In recent years, many have chosen to hold their own showcases, on their own terms, and when teams are ready to show off games – not when an arbitrary date on a calendar demands a hype reel. The viability of future E3 conferences were already in doubt pre-2020 – then the pandemic revolutionised everything about how we communicate around the world.
While E3 pressed on in 2020 and 2021 as digital-only events, it was hard not to feel disappointed by limp showcases and scarce game reveals, particularly given many ‘big’ names like PlayStation declined to take part.
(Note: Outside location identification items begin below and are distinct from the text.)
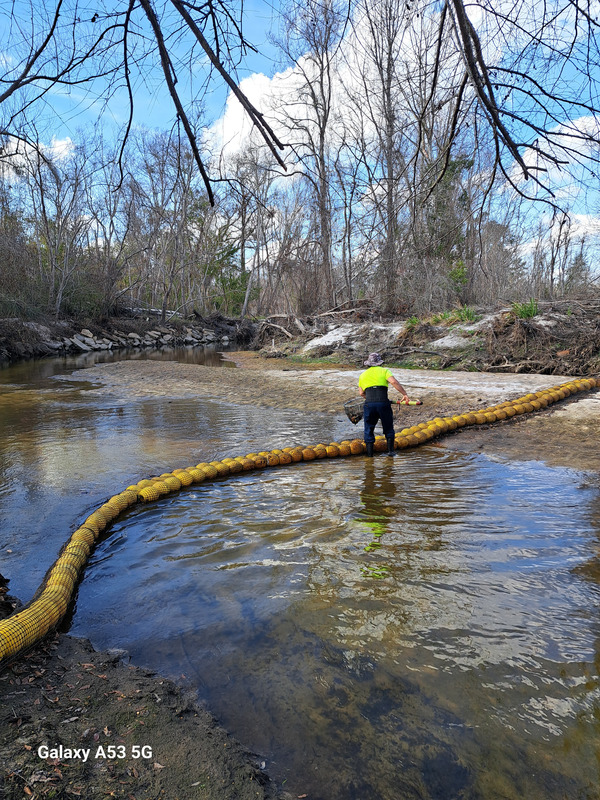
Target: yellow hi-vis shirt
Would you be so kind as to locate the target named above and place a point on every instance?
(374, 376)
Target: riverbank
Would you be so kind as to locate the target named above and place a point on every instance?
(65, 694)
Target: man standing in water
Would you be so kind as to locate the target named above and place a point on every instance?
(373, 386)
In 2022, E3 was cancelled outright – but in its place, individual game companies and organisers stepped up to show off their wares.
Summer Games Fest essentially replaced E3 wholesale, providing a new streaming home for game announcements and surprises. Alongside SGF, select developers and publishers from across the industry are choosing to hold their own showcases in 2022.
When Axios prompted the ESA about the competition Summer Games Fest poses to E3, Pierre-Louis said ‘we have a good relationship with Geoff (Keighley, organiser of SGF). So from our perspective, showcasing the greatness of video games to the world can only end in positive ways.’
Whether the ESA can still wrangle these companies back into the fold for 2023 remains to be seen. At this stage, the absence of E3 is barely felt, with replacement conferences serving the same purpose as the original event. While a physical return will likely aid the hype cycle of games, with journalists and the public able to jump into demos and sneak peaks, it may not be enough to attract people back to the long-declining show.
At this stage, E3 2023 is still very much in the works, with the ESA now refining what the event looks like in the post-coronavirus years.